- Theatrical release poster
- Directed by: Vikas Pampapathi
- Written by: Vikas Pampapathi
- Produced by: Amrej Suryavanshi
- Starring: Rishi; Pranitha Subhash; Shubra Aiyappa; Arun Sagar; Anirudh Acharya;
- Cinematography: Vishnu Prasad Sameer Deshpande
- Edited by: Amar Nath
- Music by: Judah Sandhy
- Production company: StarFab
- Release date: 10 May 2024;
- Country: India
- Language: Kannada

= Ramana Avatara =

2024 comedy drama film

Ramana Avatara is a 2024 Indian Kannada romantic comedy drama film directed by Vikas Pampapathi and produced by Amrej Suryavanshi under production Starfab cinemas. The film features Rishi, Pranitha Subash, Shubra Aiyappa, Arun Sagar and Anirudh Acharya in the lead roles. The film's score and soundtrack is composed by Judah Sandhy whilst the cinematography is by Vishnu Prasad P, Sameer Deshpande and editing by Amar Nath.

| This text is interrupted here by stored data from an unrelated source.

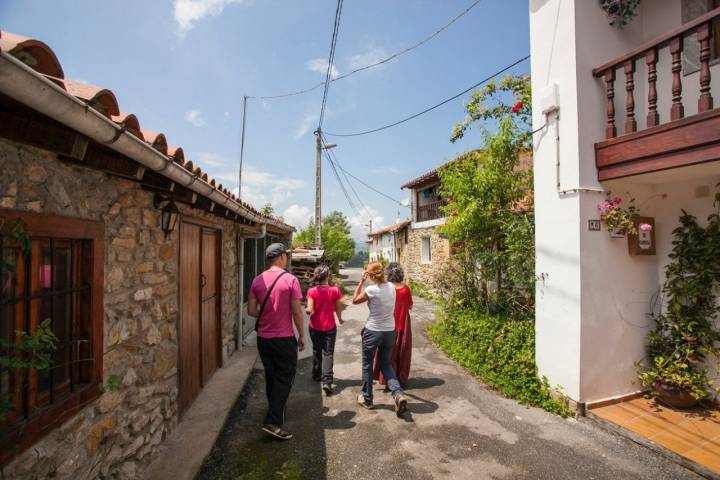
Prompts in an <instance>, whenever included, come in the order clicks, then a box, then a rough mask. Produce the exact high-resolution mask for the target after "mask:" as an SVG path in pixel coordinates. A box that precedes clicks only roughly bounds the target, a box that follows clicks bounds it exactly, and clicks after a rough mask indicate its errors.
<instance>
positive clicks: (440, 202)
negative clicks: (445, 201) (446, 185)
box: [417, 200, 445, 222]
mask: <svg viewBox="0 0 720 480" xmlns="http://www.w3.org/2000/svg"><path fill="white" fill-rule="evenodd" d="M444 204H445V202H443V201H442V200H438V201H435V202H432V203H428V204H427V205H421V206H418V207H417V221H418V222H426V221H428V220H435V219H438V218H442V217H444V215H443V213H442V211H441V210H440V207H442V206H443V205H444Z"/></svg>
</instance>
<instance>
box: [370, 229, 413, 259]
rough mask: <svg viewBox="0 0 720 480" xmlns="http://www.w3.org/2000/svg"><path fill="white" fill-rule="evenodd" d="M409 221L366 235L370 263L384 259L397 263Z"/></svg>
mask: <svg viewBox="0 0 720 480" xmlns="http://www.w3.org/2000/svg"><path fill="white" fill-rule="evenodd" d="M409 224H410V222H409V221H404V222H398V223H396V224H394V225H390V226H389V227H385V228H382V229H380V230H377V231H375V232H371V233H369V234H368V253H369V257H370V261H371V262H377V261H379V260H380V259H385V260H387V261H388V262H399V261H400V256H401V254H402V249H403V246H404V245H405V244H406V243H407V242H406V241H405V235H406V233H405V232H406V227H407V226H408V225H409Z"/></svg>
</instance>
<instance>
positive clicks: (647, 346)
mask: <svg viewBox="0 0 720 480" xmlns="http://www.w3.org/2000/svg"><path fill="white" fill-rule="evenodd" d="M715 205H716V206H719V207H720V193H718V194H717V195H716V201H715ZM718 213H720V212H718ZM718 213H714V214H713V215H711V216H710V217H709V218H708V225H707V226H706V227H702V226H700V225H699V224H698V222H697V219H696V218H695V217H694V216H692V215H690V214H688V213H686V212H685V211H683V215H682V216H681V217H680V226H679V227H678V228H676V229H675V230H674V231H673V237H674V240H673V250H672V253H671V254H670V263H669V264H668V265H667V267H666V268H665V276H666V280H665V284H664V286H663V294H664V295H665V299H666V302H665V303H666V305H665V308H664V312H663V311H661V312H660V313H655V314H652V317H653V320H654V323H655V327H654V328H653V330H652V331H651V332H650V334H649V338H648V344H647V357H648V360H649V362H648V364H647V365H646V366H645V367H642V368H641V370H640V373H639V379H640V383H641V384H642V385H643V386H644V387H645V388H647V389H649V390H650V391H651V394H652V395H654V396H656V397H657V398H658V399H659V400H660V401H662V402H663V403H665V404H667V405H670V406H671V407H675V408H688V407H691V406H694V405H696V404H697V403H698V402H699V401H701V400H703V399H706V398H708V397H710V392H711V391H715V392H720V388H717V387H715V385H714V382H713V380H711V379H710V378H709V376H708V370H707V368H705V367H704V366H703V365H704V362H705V360H706V359H707V358H708V357H709V356H712V357H717V356H718V355H719V354H720V348H718V346H717V342H718V341H720V332H718V330H717V329H716V327H715V325H714V321H713V319H714V318H715V317H716V316H717V315H718V314H720V306H718V301H717V299H716V298H715V294H714V289H715V288H716V287H717V286H718V284H719V283H720V256H719V254H720V215H718Z"/></svg>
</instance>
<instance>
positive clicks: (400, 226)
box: [368, 220, 410, 237]
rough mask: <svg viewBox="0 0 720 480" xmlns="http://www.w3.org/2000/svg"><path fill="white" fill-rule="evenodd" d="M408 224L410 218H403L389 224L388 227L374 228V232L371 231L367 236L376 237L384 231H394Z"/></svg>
mask: <svg viewBox="0 0 720 480" xmlns="http://www.w3.org/2000/svg"><path fill="white" fill-rule="evenodd" d="M408 225H410V220H404V221H402V222H400V223H396V224H394V225H390V226H389V227H385V228H381V229H380V230H375V231H374V232H371V233H369V234H368V236H369V237H376V236H378V235H383V234H385V233H396V232H399V231H400V230H402V229H403V228H405V227H407V226H408Z"/></svg>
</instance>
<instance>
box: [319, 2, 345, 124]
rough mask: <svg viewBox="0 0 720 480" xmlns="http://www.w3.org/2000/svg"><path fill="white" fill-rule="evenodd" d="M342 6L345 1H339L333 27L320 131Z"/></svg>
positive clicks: (326, 74) (335, 13)
mask: <svg viewBox="0 0 720 480" xmlns="http://www.w3.org/2000/svg"><path fill="white" fill-rule="evenodd" d="M342 4H343V0H338V3H337V7H336V8H335V24H334V26H333V34H332V39H331V40H330V54H329V55H328V68H327V72H326V74H325V90H324V91H323V99H322V104H321V106H320V117H319V119H318V131H319V130H320V128H321V127H322V122H323V120H324V119H325V106H326V105H327V97H328V91H329V90H330V78H331V77H332V71H333V68H334V63H335V49H336V47H337V37H338V33H339V32H340V17H341V16H342Z"/></svg>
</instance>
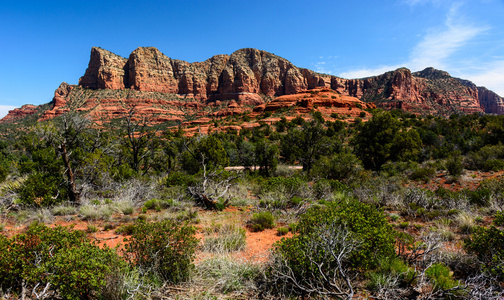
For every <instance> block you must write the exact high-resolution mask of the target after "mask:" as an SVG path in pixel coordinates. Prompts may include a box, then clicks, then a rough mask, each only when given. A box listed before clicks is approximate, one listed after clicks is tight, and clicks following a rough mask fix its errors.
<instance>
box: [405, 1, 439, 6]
mask: <svg viewBox="0 0 504 300" xmlns="http://www.w3.org/2000/svg"><path fill="white" fill-rule="evenodd" d="M404 3H406V4H408V5H411V6H415V5H417V4H427V3H433V4H439V3H441V0H404Z"/></svg>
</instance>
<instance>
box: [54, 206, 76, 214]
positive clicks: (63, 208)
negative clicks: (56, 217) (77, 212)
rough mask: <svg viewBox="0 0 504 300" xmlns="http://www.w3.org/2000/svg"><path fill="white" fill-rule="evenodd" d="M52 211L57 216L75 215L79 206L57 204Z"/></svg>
mask: <svg viewBox="0 0 504 300" xmlns="http://www.w3.org/2000/svg"><path fill="white" fill-rule="evenodd" d="M51 213H52V214H53V215H55V216H68V215H75V214H76V213H77V208H75V207H73V206H63V205H62V206H56V207H53V208H52V209H51Z"/></svg>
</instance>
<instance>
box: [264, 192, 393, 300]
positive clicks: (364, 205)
mask: <svg viewBox="0 0 504 300" xmlns="http://www.w3.org/2000/svg"><path fill="white" fill-rule="evenodd" d="M297 231H298V234H296V235H294V236H293V237H292V238H283V239H282V240H281V241H280V242H278V243H277V244H275V246H274V250H273V258H274V260H273V262H272V266H271V268H270V271H269V272H270V274H269V277H271V278H272V281H273V282H272V283H271V285H272V286H274V287H275V288H276V291H277V292H282V291H286V290H292V291H294V292H295V293H298V294H303V295H307V294H306V293H308V296H309V294H321V295H338V297H343V296H346V297H347V298H348V299H351V298H352V297H353V295H354V290H353V288H352V280H351V278H354V276H356V275H357V273H358V272H361V271H366V270H372V269H375V268H376V267H378V266H379V264H380V261H381V260H382V259H385V258H389V257H394V256H395V249H394V248H395V238H394V236H395V231H394V230H393V228H392V227H391V226H390V225H389V224H388V222H387V219H386V218H385V216H384V214H383V213H382V212H381V211H379V210H377V209H376V208H375V207H374V206H372V205H367V204H363V203H361V202H358V201H356V200H346V201H343V202H341V203H335V202H329V203H327V204H326V205H325V206H317V207H313V208H311V209H310V210H308V211H307V212H306V213H305V214H303V215H302V216H301V218H300V221H299V225H298V228H297ZM308 291H309V292H308Z"/></svg>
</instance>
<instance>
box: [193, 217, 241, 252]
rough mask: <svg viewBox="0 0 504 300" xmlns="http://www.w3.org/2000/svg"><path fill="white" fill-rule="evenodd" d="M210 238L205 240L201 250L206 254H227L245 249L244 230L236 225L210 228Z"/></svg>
mask: <svg viewBox="0 0 504 300" xmlns="http://www.w3.org/2000/svg"><path fill="white" fill-rule="evenodd" d="M210 231H211V234H212V235H211V236H208V237H206V238H205V243H204V244H203V250H204V251H208V252H217V253H227V252H232V251H239V250H242V249H243V248H245V245H246V235H245V229H244V228H241V227H238V226H236V225H230V224H225V225H220V226H217V225H216V226H212V228H211V229H210Z"/></svg>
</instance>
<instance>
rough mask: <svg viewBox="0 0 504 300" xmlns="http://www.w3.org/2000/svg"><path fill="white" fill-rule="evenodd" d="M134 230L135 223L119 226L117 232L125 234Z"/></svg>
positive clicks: (132, 231) (128, 234)
mask: <svg viewBox="0 0 504 300" xmlns="http://www.w3.org/2000/svg"><path fill="white" fill-rule="evenodd" d="M134 230H135V224H125V225H122V226H119V227H118V228H117V229H116V230H115V233H117V234H123V235H132V234H133V231H134Z"/></svg>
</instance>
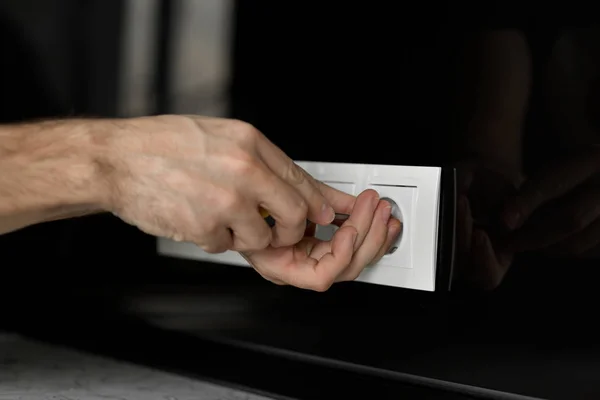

The film was released on 10 May 2024.

== Plot ==
A jovial guy named Rama Krishna who wants to be a political leader, goes through a series of uncontrollable situations that end up being lessons of life and help him become a true leader.

== Production ==
The film went into production in December 2018. Shubra Aiyappa was onboarded to play a role in the film. It was also reported that Raj B. Shetty and Danish Sait were also part of the project. The film faced production delays owing the COVID-19 Pandemic and finally completed the shooting in March 2021.

== Soundtrack ==

Judah Sandhy composed the film's background music and scored for its soundtrack. Both the songs of the film which were released as promotional content were well received.

Track listing
| No. | Title | Lyrics | Artist(s) | Length |
|---|---|---|---|---|
| 1. | "Rama is a Gentleman" | Nagarjun Sharma | Abhinandan Mahishale | 05:28 |
| 2. | "Manasu Bereya Dikkali Saagalu" | Simple Suni | Sanjith Hegde | 04:04 |
| 3. | "Ramana Avatara Title Track" | Vikas Pampapathi | Kishan Bijur | 03:22 |
| Total length: |  |  |  | 12:54 |

==Reception==
A Sharadhaa of The New Indian Express said that “While Ramana Avatara attempts to explore the noble traits of Lord Rama through its protagonist, the film falls short in delivering entertainment value.” Pranati A S of Deccan Herald said that “The film begins well with songs, comedy and action sequences. But as it progresses, it turns into a shoddy retelling of the ‘Ramayana’.”

== Release ==
The film was theatrically released on 10 May 2023 in Kannada and Telugu languages with special premiere shows held on 9 May 2024 in Bengaluru and Mysuru.